Erin Nealy Cox, U.S. Attorney for the Northern District of Texas, announced today that she is stepping down. Her last day on the job will be Jan. 8.
Nealy Cox was appointed by President Donald Trump in late 2017. It’s customary for U.S. attorneys to step aside at the start of a new administration, particularly when the incoming and outgoing presidents are of different political parties.
“I wish I would be able to do it longer, but I’m so grateful for having done it as long as I could,” she said in an exclusive interview with The Texas Lawbook. “One thing I know is I gave it all I could for as long as I could. I’ll continue to do that until the very last minute.
Nealy Cox, an internationally recognized expert in cybersecurity and cyberlaw enforcement, declined to discuss her career plans. The 50-year-old prosecutor is married to Trey Cox, a litigation partner in the Dallas office of Gibson Dunn.
Upon her departure, First Assistant U.S. Attorney Prerak Shah will serve as acting U.S. attorney.

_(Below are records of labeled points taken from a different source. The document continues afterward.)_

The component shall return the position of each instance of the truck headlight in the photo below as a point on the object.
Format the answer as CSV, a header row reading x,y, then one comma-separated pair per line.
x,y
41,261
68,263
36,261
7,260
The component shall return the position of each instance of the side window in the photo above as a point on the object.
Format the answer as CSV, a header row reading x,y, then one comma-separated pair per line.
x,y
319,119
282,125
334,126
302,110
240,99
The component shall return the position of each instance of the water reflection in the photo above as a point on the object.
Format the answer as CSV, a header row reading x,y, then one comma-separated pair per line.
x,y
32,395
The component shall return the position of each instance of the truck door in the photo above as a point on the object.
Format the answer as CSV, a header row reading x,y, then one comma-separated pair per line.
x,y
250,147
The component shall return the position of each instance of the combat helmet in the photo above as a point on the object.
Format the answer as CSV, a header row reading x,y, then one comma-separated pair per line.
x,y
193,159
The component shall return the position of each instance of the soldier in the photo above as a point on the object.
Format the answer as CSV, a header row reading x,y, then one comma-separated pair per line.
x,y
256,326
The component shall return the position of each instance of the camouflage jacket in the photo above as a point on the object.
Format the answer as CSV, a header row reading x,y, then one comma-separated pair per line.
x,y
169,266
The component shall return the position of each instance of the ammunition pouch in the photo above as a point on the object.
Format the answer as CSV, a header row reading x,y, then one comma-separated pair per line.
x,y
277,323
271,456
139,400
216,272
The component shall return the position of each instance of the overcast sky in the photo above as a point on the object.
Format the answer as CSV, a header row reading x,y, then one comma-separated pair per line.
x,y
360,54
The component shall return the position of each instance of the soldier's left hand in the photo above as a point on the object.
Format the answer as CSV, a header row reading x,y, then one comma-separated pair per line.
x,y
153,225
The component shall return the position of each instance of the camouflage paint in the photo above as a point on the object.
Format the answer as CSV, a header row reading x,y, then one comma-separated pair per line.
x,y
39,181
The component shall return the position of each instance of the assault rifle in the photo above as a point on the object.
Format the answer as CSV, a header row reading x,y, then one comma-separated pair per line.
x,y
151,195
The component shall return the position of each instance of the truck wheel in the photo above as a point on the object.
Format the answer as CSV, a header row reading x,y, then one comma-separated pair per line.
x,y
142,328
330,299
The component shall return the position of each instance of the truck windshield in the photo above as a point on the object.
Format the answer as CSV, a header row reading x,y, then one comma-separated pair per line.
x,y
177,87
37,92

Under Nealy Cox’s leadership, the sprawling Northern District – headquartered in Dallas and comprising 100 of Texas’s 254 counties – placed a newfound emphasis on prosecution of white-collar crimes, ranging from medical and insurance fraud to embezzlement and money laundering to insider trading and public corruption.

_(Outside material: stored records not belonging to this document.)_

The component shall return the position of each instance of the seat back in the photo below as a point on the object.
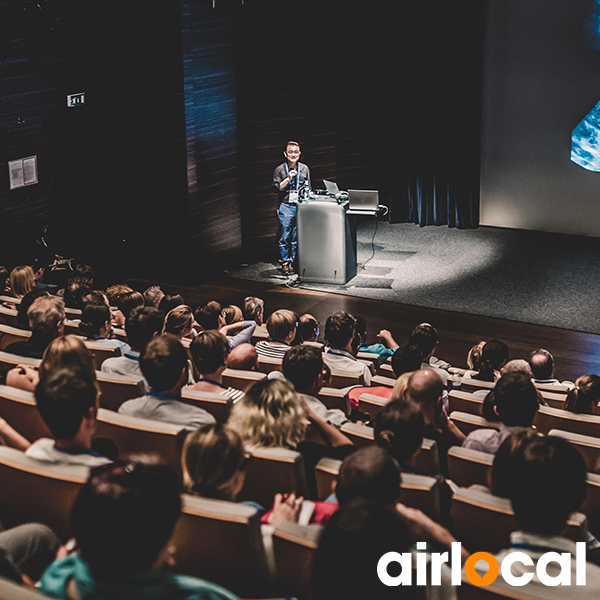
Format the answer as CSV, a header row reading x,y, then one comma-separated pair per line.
x,y
100,353
9,334
133,435
216,404
19,409
294,548
360,435
34,491
464,402
467,422
272,471
221,541
241,380
467,466
548,418
116,389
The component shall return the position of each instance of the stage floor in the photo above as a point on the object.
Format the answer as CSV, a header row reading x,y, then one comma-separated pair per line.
x,y
531,277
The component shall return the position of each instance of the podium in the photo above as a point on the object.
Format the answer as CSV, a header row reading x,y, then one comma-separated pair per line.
x,y
326,246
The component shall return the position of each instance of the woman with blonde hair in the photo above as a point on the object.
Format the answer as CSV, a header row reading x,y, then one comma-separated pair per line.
x,y
584,397
180,322
22,280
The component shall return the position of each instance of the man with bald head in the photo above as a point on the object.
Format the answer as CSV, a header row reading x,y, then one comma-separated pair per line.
x,y
425,389
244,357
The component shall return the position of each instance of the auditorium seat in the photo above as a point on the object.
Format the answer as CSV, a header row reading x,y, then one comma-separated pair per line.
x,y
9,334
19,409
589,447
133,435
35,491
221,541
467,466
216,404
116,389
272,471
464,402
334,398
240,379
548,418
294,549
484,522
467,422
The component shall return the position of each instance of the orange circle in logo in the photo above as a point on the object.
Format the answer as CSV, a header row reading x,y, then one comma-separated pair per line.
x,y
474,577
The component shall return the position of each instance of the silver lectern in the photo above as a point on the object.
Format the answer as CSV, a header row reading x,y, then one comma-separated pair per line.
x,y
326,253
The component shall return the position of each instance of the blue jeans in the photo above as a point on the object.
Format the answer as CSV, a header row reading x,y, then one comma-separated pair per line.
x,y
288,241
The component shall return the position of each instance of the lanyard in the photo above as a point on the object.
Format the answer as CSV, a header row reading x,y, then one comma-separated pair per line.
x,y
287,172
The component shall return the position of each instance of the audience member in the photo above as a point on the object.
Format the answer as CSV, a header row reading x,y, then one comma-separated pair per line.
x,y
164,365
425,388
123,519
584,397
180,322
22,281
515,403
542,367
141,326
67,400
303,366
243,357
96,325
425,337
545,479
213,462
493,358
281,326
338,356
209,352
153,295
254,309
46,321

Many of the fruits of those efforts will be seen in coming years, she said, alluding to “a bunch of” ongoing investigations involving financial fraud, oil and gas fraud, bankruptcy fraud, even COVID fraud.
“The cases I am most proud of are the fraud cases coming in the next three years,” she told Texas Lawbook.

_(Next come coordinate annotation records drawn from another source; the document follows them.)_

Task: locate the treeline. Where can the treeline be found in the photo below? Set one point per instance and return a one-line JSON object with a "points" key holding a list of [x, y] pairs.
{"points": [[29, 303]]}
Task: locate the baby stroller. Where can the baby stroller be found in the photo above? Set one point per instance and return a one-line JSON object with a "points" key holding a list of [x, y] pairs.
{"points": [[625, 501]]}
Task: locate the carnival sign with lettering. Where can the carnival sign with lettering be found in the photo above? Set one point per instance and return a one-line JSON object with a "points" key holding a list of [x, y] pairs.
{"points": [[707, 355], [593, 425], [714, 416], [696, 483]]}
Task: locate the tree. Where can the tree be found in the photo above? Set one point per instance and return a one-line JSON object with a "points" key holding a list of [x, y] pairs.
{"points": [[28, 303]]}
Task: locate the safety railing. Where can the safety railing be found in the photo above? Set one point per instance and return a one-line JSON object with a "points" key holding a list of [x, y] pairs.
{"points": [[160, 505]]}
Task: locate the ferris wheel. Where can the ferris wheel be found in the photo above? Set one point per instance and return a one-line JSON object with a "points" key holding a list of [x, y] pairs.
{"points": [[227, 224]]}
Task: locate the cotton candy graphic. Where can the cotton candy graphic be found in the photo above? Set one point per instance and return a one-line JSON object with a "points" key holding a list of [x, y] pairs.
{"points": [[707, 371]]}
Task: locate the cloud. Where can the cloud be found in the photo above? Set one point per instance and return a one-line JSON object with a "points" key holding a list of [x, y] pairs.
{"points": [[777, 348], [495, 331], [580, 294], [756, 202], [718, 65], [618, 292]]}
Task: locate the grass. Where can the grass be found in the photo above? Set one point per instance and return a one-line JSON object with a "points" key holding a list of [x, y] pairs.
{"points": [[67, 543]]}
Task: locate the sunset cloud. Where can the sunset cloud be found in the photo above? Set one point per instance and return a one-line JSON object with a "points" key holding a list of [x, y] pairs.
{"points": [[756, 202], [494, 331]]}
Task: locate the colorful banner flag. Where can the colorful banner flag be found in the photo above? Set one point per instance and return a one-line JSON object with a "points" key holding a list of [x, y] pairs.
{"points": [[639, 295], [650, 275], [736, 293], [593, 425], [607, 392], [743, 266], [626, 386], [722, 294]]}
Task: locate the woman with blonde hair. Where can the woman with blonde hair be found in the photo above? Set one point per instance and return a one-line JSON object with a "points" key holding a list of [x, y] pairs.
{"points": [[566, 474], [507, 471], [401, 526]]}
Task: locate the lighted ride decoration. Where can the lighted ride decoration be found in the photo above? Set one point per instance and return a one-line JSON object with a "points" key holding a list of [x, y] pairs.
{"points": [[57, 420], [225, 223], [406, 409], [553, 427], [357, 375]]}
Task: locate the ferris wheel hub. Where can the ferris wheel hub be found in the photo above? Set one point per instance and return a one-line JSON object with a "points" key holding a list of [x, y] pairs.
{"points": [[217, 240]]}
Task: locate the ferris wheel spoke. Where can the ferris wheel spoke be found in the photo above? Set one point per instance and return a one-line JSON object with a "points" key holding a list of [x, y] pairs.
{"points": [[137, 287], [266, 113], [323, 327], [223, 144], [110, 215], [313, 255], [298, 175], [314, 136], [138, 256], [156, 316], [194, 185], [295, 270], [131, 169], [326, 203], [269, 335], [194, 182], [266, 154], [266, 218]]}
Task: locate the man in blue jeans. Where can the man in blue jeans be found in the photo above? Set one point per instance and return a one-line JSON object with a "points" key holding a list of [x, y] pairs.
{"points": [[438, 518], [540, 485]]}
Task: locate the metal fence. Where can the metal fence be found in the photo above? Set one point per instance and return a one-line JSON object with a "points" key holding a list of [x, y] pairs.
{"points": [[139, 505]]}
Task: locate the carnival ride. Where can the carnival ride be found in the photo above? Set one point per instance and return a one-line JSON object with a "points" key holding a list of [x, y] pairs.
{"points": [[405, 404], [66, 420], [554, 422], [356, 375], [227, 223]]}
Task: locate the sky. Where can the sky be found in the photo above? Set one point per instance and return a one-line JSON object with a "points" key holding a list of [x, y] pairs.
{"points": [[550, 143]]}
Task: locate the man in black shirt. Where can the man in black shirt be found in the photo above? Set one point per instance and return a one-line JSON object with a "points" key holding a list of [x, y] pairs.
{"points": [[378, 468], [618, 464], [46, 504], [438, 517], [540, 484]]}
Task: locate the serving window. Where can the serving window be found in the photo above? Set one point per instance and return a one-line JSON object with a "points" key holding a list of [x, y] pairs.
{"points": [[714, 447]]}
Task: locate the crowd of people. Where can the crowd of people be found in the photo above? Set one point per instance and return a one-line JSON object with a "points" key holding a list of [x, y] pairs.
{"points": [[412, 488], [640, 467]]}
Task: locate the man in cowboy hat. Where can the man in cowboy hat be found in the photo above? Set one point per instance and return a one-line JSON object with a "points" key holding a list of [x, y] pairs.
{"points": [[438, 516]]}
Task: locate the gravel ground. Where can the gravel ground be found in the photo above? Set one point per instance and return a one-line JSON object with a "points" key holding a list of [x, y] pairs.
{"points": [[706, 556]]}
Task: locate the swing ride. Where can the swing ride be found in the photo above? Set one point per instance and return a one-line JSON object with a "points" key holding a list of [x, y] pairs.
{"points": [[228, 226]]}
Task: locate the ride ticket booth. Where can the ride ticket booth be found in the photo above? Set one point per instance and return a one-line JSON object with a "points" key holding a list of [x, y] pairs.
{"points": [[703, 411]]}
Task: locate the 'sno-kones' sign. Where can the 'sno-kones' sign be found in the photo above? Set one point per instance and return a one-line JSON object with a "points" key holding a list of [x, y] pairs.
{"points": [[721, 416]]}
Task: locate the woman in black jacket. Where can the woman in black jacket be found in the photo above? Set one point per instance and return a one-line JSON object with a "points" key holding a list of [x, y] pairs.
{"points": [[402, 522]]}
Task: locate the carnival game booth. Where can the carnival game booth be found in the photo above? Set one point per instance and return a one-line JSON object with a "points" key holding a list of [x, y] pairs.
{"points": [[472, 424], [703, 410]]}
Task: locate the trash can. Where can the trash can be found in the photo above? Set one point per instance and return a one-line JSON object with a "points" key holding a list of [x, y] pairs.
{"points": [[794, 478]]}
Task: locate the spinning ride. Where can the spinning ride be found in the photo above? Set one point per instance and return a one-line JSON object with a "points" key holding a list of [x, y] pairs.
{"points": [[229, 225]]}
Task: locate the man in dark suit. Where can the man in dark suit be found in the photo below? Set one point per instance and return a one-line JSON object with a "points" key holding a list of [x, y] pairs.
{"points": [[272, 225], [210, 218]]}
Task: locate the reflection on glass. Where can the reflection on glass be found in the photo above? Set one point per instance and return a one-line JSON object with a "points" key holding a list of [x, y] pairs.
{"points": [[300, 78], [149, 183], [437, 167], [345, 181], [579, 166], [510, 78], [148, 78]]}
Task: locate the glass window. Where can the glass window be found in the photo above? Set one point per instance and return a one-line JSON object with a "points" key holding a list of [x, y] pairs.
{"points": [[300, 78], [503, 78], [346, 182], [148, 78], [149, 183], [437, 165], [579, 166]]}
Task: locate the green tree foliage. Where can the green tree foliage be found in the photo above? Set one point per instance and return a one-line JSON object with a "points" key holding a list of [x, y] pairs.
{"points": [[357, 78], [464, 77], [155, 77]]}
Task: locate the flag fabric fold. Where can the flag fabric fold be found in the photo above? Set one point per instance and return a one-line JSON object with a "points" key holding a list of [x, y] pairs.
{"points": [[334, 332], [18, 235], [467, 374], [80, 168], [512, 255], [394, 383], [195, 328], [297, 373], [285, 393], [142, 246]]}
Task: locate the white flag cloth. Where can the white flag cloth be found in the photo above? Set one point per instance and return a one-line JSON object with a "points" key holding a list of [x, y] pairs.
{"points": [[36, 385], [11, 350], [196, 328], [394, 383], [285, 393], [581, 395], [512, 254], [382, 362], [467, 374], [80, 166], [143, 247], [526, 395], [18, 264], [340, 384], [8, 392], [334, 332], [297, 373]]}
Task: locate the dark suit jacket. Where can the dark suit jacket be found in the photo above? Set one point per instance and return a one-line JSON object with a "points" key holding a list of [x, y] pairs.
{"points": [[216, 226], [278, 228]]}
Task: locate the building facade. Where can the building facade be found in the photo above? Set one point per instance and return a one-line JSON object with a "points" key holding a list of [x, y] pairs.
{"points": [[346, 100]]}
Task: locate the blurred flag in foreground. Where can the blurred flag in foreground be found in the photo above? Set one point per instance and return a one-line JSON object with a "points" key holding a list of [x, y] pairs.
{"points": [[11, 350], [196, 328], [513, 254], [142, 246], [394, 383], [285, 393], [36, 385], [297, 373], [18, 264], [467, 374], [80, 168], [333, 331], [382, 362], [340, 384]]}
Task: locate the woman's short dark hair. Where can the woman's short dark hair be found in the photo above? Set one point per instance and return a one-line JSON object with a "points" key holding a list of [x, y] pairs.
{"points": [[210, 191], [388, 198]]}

Since the start of the pandemic, she said, federal authorities have initiated both civil and criminal actions against suspected bad actors capitalizing on the health crisis – from purveyors of phony vaccines and therapeutics to traders luring investors into bogus schemes to recipients of unlawfully obtained paycheck protection loans from the federal government.
“There’s absolutely going to be more of that to come,” she told The Lawbook. “It’s a shame. We’re all going through this awful, unprecedented event together. You’d think we’d all pull together and band together, but there’s always an element that’s going to try to profit off people’s tragedies.
“You’d think there’s a level that people won’t go to, but unfortunately, they will.”
Beyond her office’s white-collar prosecutions, Nealy Cox emphasized its aggressive enforcement of federal firearms laws, including those prohibiting unlicensed weapons sales, possession of 3-D printed weapons, and gun possession by convicted domestic abusers. During her tenure, the Northern District has charged the second-highest number of defendants in gun crimes in the country.
Her most lasting legacy, she said, may be the hiring of 50 assistant U.S. attorneys, more than half of whom filled newly created positions for which she forcefully lobbied.
“We have had more positions given to us by main Justice in the last three years than in the 30 years before that, she said.
In a written statement announcing her resignation, Nealy Cox said:
“Serving as United States Attorney has been the privilege of a lifetime. Representing our nation is a tremendous responsibility – one I have tried to undertake with integrity and with accountability to the rule of law. …Through a courthouse shooting, a government shutdown, a global pandemic, and unprecedented civil unrest, the attorneys and staff of the Northern District of Texas have never wavered in their commitment to justice. We’ve seen similar determination from our federal, state, and local law enforcement partners. I am thankful for their passion and inspired by their dedication.”
Few lawyers have her combination of experience in the law, technology, business and administration. In addition to her law degree from Southern Methodist University, she has a degree in finance from the McCombs School of Business at the University of Texas at Austin. She was a litigation associate at Simpson Thacher & Bartlett in New York City and Carrington Coleman Sloman & Blumenthal in Dallas before joining the U.S. attorney’s office as an assistant U.S. attorney in Dallas in 1999.
In 2004, she was assigned to Justice Department headquarters as chief of staff and senior counsel in the Office of Legal Policy, the division responsible for coordinating and advancing the department’s top policy and legislative initiatives. Those priorities, under President George W. Bush, included an intense focus on counter-terrorism.
In 2008, she left the government – and the law – to found the Dallas office of Stroz Friedberg, a worldwide business consulting firm specializing in cybersecurity and investigations. Eventually, she was promoted to lead the firm’s global response unit. At the time of her appointment as U.S. attorney, Nealy Cox was a senior adviser at McKinsey & Co., serving in its cybersecurity and risk practice.